Collins also stated “We over test and under quiz.” This left me questioning the role of formative assessment in our classrooms. Do we “quiz,” formally or informally, enough?  I always say that test scores should never surprise a teacher – the teacher should know who got it and who still has a way to go before he or she ever grades a test. But is that reflected in our practice?  It’s worth looking at.

He also spoke of the “curse of knowledge.” In other words, he believes that the longer you’ve taught something the harder it is to teach it because you lose the ability to understand why it’s hard. This reminded me of Daniel Willingham’s Why Don’t Students Like School?  I’m actually doing a 45 minute session on some of the concepts in this book at our district’s You Matter conference this fall, so Dr. Collins’s work may show up in the presentation as well!

Collins’s writing program comes with special paper that requires kids to skip lines. The main purpose for this is so that they can edit without having to recopy the whole thing. I thought of our students with dysgraphia or other difficulties with handwriting, and decided this is a great idea! His process also includes specific directions at the top of each page – called Focus Correction Areas (or FCAs)  - that he says work as a contract with the student, ensuring they know the requirements. I love that he didn’t just say that kids should write in every subject, but gave the how, both how kids should write and how teachers  should grade.

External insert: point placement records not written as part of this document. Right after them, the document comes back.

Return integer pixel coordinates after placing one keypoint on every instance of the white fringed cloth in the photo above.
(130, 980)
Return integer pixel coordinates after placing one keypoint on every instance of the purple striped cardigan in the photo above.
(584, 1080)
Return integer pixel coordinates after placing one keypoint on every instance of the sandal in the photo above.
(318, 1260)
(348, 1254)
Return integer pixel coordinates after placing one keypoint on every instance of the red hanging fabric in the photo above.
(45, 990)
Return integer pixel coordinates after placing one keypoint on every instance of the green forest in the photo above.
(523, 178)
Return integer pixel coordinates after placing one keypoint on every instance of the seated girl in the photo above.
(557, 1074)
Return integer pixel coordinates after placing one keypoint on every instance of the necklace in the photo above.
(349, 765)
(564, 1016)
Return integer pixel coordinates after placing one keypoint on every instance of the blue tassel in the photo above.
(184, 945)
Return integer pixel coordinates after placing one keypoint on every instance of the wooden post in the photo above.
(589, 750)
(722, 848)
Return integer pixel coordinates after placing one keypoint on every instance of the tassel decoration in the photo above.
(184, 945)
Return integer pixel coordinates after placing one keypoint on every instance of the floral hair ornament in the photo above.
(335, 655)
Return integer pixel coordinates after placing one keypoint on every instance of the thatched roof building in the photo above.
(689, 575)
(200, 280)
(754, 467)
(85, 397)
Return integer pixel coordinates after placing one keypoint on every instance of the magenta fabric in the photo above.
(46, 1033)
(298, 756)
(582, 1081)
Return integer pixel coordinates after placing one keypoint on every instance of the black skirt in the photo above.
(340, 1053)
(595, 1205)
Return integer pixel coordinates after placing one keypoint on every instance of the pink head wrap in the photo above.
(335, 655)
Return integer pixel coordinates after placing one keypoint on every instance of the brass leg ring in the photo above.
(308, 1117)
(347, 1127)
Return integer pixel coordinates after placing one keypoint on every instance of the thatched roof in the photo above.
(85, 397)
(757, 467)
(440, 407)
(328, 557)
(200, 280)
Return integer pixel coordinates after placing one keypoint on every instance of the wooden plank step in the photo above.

My favorite tip was a writing assignment as closure that’s something like, “What would be a great quiz question over what we covered today?” The teacher picks the best one and uses it. Then (my favorite part) you put all of the good questions in a jar at the front of the room and pull them out periodically to spiral back through content. Genius! Another tip was to take a student’s paper that meets the requirements well and copy it onto the back of all of the papers when you return them (with the name off, of course). This allows all students to have a positive “mentor”writing assignment to review and prepare for next time. Overall, his program seems very user friendly.

Sidebar: He’ll be in Houston at a couple of schools in the fall. I’m thinking of calling those schools to see if we can send a teacher or two who doesn’t teach writing but will integrate writing into the courses they do teach.

Finally, and not really related to school, I learned about a column in the New York Times called “The Ethicist.” Each installment gives a situation with an ethical dilemma. It seemed like productive fun to look these up and discuss around the dinner table. And I’d be lying if I didn’t see a great timed writing prompt for high school kids in there somewhere, too!